Pascapandemi, para redaktur kembali bercengkerama tentang ide di redaksi. Wartawan dan fotografer terus bersampan dalam liku-liku liputan. Desainer dan tata artistik bersemangat mengolah bidang dan warna. Tim marketing menemani klien dengan perspektif baru bermedia, yaitu multiplatform. Departemen IT akan menaikkan akses wifi redaksi dengan kecepatan dua kali lipat. Meja kursi ditata ulang agar lebih ”lounge”. Temprina –percetakan grup Jawa Pos– akan terus meningkatkan mutu cetaknya.
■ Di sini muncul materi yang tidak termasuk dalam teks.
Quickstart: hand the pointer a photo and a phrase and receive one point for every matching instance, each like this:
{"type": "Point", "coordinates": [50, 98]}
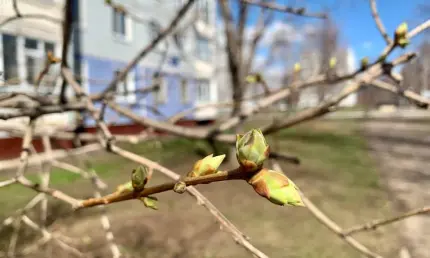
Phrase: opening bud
{"type": "Point", "coordinates": [251, 149]}
{"type": "Point", "coordinates": [206, 166]}
{"type": "Point", "coordinates": [150, 202]}
{"type": "Point", "coordinates": [276, 187]}
{"type": "Point", "coordinates": [139, 177]}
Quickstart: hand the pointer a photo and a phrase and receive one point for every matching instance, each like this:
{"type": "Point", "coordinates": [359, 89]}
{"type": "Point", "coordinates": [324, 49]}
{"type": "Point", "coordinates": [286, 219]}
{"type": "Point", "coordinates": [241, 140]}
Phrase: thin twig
{"type": "Point", "coordinates": [382, 222]}
{"type": "Point", "coordinates": [330, 224]}
{"type": "Point", "coordinates": [378, 22]}
{"type": "Point", "coordinates": [286, 9]}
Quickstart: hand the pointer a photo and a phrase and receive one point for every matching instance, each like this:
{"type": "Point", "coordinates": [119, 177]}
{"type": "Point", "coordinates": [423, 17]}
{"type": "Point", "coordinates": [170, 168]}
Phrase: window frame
{"type": "Point", "coordinates": [22, 53]}
{"type": "Point", "coordinates": [184, 89]}
{"type": "Point", "coordinates": [203, 7]}
{"type": "Point", "coordinates": [160, 96]}
{"type": "Point", "coordinates": [130, 84]}
{"type": "Point", "coordinates": [154, 29]}
{"type": "Point", "coordinates": [203, 53]}
{"type": "Point", "coordinates": [201, 98]}
{"type": "Point", "coordinates": [37, 54]}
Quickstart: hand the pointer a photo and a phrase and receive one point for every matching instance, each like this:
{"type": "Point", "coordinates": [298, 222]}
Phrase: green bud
{"type": "Point", "coordinates": [251, 149]}
{"type": "Point", "coordinates": [401, 30]}
{"type": "Point", "coordinates": [276, 187]}
{"type": "Point", "coordinates": [206, 166]}
{"type": "Point", "coordinates": [251, 78]}
{"type": "Point", "coordinates": [180, 187]}
{"type": "Point", "coordinates": [139, 177]}
{"type": "Point", "coordinates": [126, 187]}
{"type": "Point", "coordinates": [403, 42]}
{"type": "Point", "coordinates": [150, 202]}
{"type": "Point", "coordinates": [400, 36]}
{"type": "Point", "coordinates": [364, 63]}
{"type": "Point", "coordinates": [332, 62]}
{"type": "Point", "coordinates": [382, 58]}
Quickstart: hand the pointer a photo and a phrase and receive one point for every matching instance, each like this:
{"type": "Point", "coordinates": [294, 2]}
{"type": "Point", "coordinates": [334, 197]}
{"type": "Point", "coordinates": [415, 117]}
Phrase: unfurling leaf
{"type": "Point", "coordinates": [276, 187]}
{"type": "Point", "coordinates": [400, 36]}
{"type": "Point", "coordinates": [402, 30]}
{"type": "Point", "coordinates": [149, 202]}
{"type": "Point", "coordinates": [251, 150]}
{"type": "Point", "coordinates": [252, 78]}
{"type": "Point", "coordinates": [206, 166]}
{"type": "Point", "coordinates": [126, 187]}
{"type": "Point", "coordinates": [139, 177]}
{"type": "Point", "coordinates": [180, 187]}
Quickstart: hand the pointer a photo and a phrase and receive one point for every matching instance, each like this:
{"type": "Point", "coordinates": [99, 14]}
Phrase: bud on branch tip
{"type": "Point", "coordinates": [251, 150]}
{"type": "Point", "coordinates": [139, 178]}
{"type": "Point", "coordinates": [150, 202]}
{"type": "Point", "coordinates": [400, 36]}
{"type": "Point", "coordinates": [276, 187]}
{"type": "Point", "coordinates": [206, 166]}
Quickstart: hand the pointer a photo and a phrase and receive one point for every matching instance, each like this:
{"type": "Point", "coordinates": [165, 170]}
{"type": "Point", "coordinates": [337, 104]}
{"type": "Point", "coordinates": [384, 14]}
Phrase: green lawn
{"type": "Point", "coordinates": [336, 173]}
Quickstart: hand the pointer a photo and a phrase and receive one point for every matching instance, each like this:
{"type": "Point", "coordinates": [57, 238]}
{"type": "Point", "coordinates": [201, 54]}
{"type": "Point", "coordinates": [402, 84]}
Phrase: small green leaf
{"type": "Point", "coordinates": [206, 166]}
{"type": "Point", "coordinates": [276, 187]}
{"type": "Point", "coordinates": [251, 150]}
{"type": "Point", "coordinates": [180, 187]}
{"type": "Point", "coordinates": [139, 177]}
{"type": "Point", "coordinates": [364, 63]}
{"type": "Point", "coordinates": [402, 30]}
{"type": "Point", "coordinates": [150, 202]}
{"type": "Point", "coordinates": [126, 187]}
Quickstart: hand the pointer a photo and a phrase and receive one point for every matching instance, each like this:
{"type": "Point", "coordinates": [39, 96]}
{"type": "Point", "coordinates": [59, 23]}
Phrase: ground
{"type": "Point", "coordinates": [337, 173]}
{"type": "Point", "coordinates": [402, 149]}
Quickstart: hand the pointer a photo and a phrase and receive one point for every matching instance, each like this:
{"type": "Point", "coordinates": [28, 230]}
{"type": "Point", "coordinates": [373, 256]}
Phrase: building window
{"type": "Point", "coordinates": [33, 56]}
{"type": "Point", "coordinates": [203, 91]}
{"type": "Point", "coordinates": [125, 90]}
{"type": "Point", "coordinates": [49, 47]}
{"type": "Point", "coordinates": [161, 93]}
{"type": "Point", "coordinates": [203, 10]}
{"type": "Point", "coordinates": [10, 58]}
{"type": "Point", "coordinates": [121, 25]}
{"type": "Point", "coordinates": [154, 30]}
{"type": "Point", "coordinates": [202, 49]}
{"type": "Point", "coordinates": [32, 52]}
{"type": "Point", "coordinates": [184, 91]}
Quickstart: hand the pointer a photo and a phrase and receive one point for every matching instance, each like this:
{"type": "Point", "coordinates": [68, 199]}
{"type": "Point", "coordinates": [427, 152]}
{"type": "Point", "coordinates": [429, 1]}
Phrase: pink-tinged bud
{"type": "Point", "coordinates": [276, 187]}
{"type": "Point", "coordinates": [251, 150]}
{"type": "Point", "coordinates": [206, 166]}
{"type": "Point", "coordinates": [126, 187]}
{"type": "Point", "coordinates": [400, 36]}
{"type": "Point", "coordinates": [149, 202]}
{"type": "Point", "coordinates": [139, 177]}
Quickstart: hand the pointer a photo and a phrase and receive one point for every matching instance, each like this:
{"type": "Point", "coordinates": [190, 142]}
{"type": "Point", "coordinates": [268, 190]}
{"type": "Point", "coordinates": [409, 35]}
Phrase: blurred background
{"type": "Point", "coordinates": [367, 160]}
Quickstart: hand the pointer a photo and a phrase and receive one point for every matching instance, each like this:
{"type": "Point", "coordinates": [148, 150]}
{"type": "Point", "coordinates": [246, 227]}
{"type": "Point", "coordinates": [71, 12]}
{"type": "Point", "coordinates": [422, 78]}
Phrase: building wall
{"type": "Point", "coordinates": [102, 52]}
{"type": "Point", "coordinates": [43, 31]}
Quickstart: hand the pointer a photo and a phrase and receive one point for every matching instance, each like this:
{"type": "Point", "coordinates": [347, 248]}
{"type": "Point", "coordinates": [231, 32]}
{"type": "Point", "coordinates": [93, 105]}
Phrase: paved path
{"type": "Point", "coordinates": [403, 154]}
Bagi kami, situasi kemarin memang mirip fenomena bulan puasa, hanya durasinya yang berbeda. Lebih puanjang! Dua tahun full menahan dahaga dan harus serius mengendalikan diri. Tidak mudah sensi, cengeng, dan gampang tersinggung. Dengan keyakinan: pasti datang waktunya ngabuburit, lalu berbuka bersama-sama. Biasanya diawali dengan mengasup buah segar, merona, meneon, dingin, warna-warni, seperti baju party kami di ulang tahun ke-73 kali ini, yang akan merefleksikan warna Jawa Pos ke depan.
Pembaca sekalian, kesegaran baru ini sungguh milik kita semua, Jawa Pos hanya ada di dalamnya.